Elimination of underdamped oscillations

Lower angular stress in the network

Abstract

Synchronization in power systems is traditionally achieved through physical network coupling, whereby inverter-based resources (IBRs) and synchronous machines converge to a common frequency via oscillatory swing dynamics. In conventional operation, secondary control acts on a slow time scale and is typically engaged only after the primary dynamics have largely settled. As a result, in the absence of an explicit global reference, disturbances can induce prolonged transients and large phase excursions. This work considers a setting in which the total active power balance is known and maintained at all times, and proposes a control architecture for virtual synchronous machine (VSM) based inverters in which all units track a broadcast global frequency reference.

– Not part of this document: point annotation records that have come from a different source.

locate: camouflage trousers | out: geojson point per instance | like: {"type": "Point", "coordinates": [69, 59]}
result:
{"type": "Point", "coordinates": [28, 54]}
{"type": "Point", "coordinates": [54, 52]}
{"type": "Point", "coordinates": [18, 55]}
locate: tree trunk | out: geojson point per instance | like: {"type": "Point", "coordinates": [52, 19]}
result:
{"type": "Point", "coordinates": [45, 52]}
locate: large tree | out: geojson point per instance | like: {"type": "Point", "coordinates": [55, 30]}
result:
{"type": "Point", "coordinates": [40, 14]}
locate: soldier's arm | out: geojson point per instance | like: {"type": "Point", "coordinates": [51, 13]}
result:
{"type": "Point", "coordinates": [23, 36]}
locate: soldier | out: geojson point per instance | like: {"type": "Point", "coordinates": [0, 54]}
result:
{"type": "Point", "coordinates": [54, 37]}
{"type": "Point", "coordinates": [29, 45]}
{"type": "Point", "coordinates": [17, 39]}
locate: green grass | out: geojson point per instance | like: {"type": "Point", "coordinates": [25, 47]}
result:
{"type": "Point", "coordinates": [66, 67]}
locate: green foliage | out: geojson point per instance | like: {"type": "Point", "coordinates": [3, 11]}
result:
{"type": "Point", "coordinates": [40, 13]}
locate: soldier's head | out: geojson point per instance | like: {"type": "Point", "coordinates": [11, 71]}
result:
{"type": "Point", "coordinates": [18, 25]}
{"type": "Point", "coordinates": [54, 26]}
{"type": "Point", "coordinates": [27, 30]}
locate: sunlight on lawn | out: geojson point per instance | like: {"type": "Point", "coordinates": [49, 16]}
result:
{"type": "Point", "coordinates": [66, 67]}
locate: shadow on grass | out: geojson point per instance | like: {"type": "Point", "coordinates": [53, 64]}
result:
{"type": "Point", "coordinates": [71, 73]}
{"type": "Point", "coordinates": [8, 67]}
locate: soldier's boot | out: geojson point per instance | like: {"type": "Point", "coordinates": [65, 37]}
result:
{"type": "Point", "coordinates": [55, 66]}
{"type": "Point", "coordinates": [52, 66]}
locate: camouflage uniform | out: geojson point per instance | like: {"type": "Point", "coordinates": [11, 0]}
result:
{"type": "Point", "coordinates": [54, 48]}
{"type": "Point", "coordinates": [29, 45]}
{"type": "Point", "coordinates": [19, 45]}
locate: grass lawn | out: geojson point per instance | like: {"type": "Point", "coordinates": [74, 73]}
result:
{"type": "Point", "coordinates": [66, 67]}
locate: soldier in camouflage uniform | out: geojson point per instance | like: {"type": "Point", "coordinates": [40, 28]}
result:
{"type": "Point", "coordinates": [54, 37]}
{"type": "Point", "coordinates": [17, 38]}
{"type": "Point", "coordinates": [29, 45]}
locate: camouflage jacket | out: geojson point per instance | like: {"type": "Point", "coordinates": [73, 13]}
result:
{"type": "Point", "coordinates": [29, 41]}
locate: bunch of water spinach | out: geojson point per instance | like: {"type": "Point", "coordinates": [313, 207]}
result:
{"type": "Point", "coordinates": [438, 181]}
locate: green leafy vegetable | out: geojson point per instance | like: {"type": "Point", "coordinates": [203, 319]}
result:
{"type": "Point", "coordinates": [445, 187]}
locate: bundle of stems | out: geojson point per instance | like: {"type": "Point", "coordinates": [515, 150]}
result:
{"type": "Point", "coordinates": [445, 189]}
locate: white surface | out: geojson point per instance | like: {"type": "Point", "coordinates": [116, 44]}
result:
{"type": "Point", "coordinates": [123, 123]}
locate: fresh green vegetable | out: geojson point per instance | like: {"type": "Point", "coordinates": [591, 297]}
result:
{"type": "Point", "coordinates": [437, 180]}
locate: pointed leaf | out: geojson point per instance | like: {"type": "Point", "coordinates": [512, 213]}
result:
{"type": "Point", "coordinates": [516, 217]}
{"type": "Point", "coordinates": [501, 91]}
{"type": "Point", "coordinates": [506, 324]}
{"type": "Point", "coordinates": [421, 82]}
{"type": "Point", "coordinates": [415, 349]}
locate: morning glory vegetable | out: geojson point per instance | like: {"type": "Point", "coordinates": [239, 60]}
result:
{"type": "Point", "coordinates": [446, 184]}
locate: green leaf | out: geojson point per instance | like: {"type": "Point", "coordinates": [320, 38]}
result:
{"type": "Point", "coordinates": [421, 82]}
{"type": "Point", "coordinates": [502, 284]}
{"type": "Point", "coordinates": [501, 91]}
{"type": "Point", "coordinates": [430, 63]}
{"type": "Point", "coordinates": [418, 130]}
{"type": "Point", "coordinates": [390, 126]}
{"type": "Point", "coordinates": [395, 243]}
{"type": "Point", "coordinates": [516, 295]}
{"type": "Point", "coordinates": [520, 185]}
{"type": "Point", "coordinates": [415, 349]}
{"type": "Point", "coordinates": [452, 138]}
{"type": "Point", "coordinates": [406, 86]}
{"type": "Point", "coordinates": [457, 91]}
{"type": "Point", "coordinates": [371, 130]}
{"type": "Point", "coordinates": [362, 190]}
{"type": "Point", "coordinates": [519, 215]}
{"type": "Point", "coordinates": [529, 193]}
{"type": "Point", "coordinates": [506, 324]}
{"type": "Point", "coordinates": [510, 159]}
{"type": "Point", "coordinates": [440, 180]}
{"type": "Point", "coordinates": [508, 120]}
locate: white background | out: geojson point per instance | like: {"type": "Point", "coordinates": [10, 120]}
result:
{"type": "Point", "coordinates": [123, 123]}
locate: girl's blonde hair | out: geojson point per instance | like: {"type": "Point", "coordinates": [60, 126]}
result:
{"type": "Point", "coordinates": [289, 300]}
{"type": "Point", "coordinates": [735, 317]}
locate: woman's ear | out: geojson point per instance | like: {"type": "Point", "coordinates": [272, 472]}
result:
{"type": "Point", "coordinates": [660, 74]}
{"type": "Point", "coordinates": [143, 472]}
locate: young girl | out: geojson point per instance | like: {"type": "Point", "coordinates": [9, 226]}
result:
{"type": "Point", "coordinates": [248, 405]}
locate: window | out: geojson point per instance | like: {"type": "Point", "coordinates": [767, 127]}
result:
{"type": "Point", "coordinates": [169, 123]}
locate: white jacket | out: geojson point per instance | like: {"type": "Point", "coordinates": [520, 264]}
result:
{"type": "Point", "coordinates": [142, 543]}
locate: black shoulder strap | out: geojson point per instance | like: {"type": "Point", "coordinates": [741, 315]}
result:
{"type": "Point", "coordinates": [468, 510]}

Under this assumption, synchronization is transformed from a mutual oscillator locking problem into a reference tracking problem. Using a second order swing network model, we show that embedding a simple proportional integral (PI) frequency controller can significantly improves transient behavior. A washout mechanism ensures that the additional control action vanishes in steady state, thereby preserving network determined power sharing. Simulations on a three oscillator network demonstrate reduced frequency overshoot, elimination of underdamped oscillations, and lower angular stress compared to conventional open loop synchronization, highlighting the effectiveness of a global frequency reference as a coordination mechanism for grid-forming inverter networks.